# What's on the Menu for Thanksgiving??



## danmcmartin (Jul 25, 2009)

Thought I'd inquire about everyone's Thanksgiving dinner. What's on the menu? What are you serving to drink? Do you have any special sticks set aside for that night? Anyone do a non-traditional menu? Post up!

We always have my dad over for Thanksgiving, probably been like 12 years now. I picked up the Thanksgiving issue of Bon Appetit and they had some fantastic recipes so I decided to deviate from my usual menu and try some of these:

Grilled Turkey: Never done this, but sounds delicious. I will brine it first then just make up my own rub. Probably heaving on the garlic and I am thinking some smoked paprika, and some Italian herbs, Sage, Thyme, etc. 

Gravy: We just whip some up from the drippings. We use package turkey Gravy mix to flavor it a little.

Two Stuffing (I love stuffing): Wild Rice and Mushroom Stuffing and Whole Wheat Stuffing with Pancetta, Chestnuts and Parmesan.

Ranch Potatoes w/ Ranch Dressing: Nothing can be bad if it has ranch dressing. This is home made and both mixed into the potatoes and drizzled on top.

Greens: Not sure, but I might try grilling up some green beans or maybe some hearts of Romaine.

Bread: Herb and Cheese Poppers

Cranberry Sauce: We just use the Ocean Spray Whole Berry sauce. It's good enough.

Dessert: The wife's pumpkin pie, with Cool Whip

Drinks: Only I drink, but my dad will have a glass of wine with dinner.

Smoke: I will reward myself after the dinner is ready to cook, but with what I'm not sure yet.

Happy Thanksgiving!!:smoke:


----------



## Pugsley (Jul 12, 2009)

Ours is pretty much a traditional Turkey dinner. We have a rather large family and we all gather at a sister's house every year because it's the only one large enough to accommodate us all. My sister roasts 2 large turkeys and the others all contribute their specialties to the feast.

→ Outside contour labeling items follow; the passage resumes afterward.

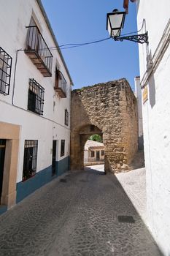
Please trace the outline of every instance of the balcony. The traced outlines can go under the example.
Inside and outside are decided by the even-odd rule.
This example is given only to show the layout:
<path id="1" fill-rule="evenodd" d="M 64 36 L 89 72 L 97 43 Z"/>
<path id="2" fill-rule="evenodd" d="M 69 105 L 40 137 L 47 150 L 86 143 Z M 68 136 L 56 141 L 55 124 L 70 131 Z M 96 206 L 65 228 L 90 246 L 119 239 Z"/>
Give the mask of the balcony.
<path id="1" fill-rule="evenodd" d="M 25 53 L 44 77 L 52 76 L 53 55 L 36 26 L 28 29 Z"/>
<path id="2" fill-rule="evenodd" d="M 55 72 L 55 91 L 61 98 L 66 98 L 66 81 L 61 71 Z"/>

One sister makes the world's best cranberry sauce, another always goes a little off the deep end with pies. My 80 year old mother always brings a mince pie even though she's the only one who likes it. My contribution is a few bottles of champagne, zin and petite sirah and the smell of cigar smoke from the far end of the yard.


----------



## danmcmartin (Jul 25, 2009)

That's it? Doesn't anybody cook thanksgiving dinner? C'mon!


----------



## TN22 (Nov 16, 2009)

Deep Fried Turkey is a must at my house. We usually do a couple.


----------



## danmcmartin (Jul 25, 2009)

Did that one year. Very good bird, but kind of a hassle. Still I own the fryer, I should use it. We did a wildl goose too. had to guess on the time and over did it a little, but it was really good.


----------



## RobustBrad (Oct 20, 2009)

Portuguese stuffing


----------



## danmcmartin (Jul 25, 2009)

RobustBrad said:


> Portuguese stuffing


You can't just write that and not tell us about it!!


----------



## smokin nightly (Sep 9, 2009)

TN22 said:


> Deep Fried Turkey is a must at my house. We usually do a couple.

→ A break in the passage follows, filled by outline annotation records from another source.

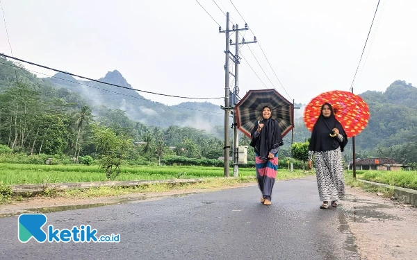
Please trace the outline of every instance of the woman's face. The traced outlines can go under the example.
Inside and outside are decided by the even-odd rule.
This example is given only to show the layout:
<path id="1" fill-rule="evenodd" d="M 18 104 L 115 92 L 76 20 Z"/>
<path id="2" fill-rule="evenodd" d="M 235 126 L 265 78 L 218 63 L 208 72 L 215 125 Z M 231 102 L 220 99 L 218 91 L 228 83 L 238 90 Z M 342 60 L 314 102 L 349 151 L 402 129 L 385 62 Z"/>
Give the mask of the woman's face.
<path id="1" fill-rule="evenodd" d="M 332 110 L 330 110 L 330 107 L 329 105 L 323 105 L 323 108 L 322 109 L 322 114 L 325 117 L 329 117 L 332 114 Z"/>
<path id="2" fill-rule="evenodd" d="M 262 111 L 262 116 L 263 116 L 265 119 L 268 119 L 271 117 L 271 110 L 270 110 L 269 107 L 265 107 Z"/>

ROFL...we did that last year and almost burnt down the house...My father in law pulled the turkey out of the grease to see if it was done and it fell back into the grease...fire all on the ground from the grease...

we got it out though...:thumb:


----------



## tmanqz (Jun 15, 2009)

Traditional stuff. 
TURKEY
Mash pot with bacon cheeses mixed in.
Stuffing with mushroom and sausage.
Cheesy hash brown potatos with onion and sour cream.
Greeny beanie casserole.
Sweet potato pie.
Tommynocker maple nut ale(lots of beer)
Pigs in blanket and crackers and cheese.Football snacks

Cigars RP Decades

Thanksgiving is a MANS holiday. Football, Food,Cigars and booze.:banana:


----------



## Tazman (Nov 11, 2006)

Grilled Turkey on the BBQ which I cook every year. Mashed potatoes with garlic, chives, and sour cream. Stuffing with sauasge and mushrooms, a mix of fresh veggies, cranbury sauce, hardboiled eggs with chile sauce, gravy, salad, stuffed celery, bread, pumpkin mousse, apple pie, ice cream for the apple pie, and a few drinks. Oh yea, a smoke as I grill the bird.

Tazman


----------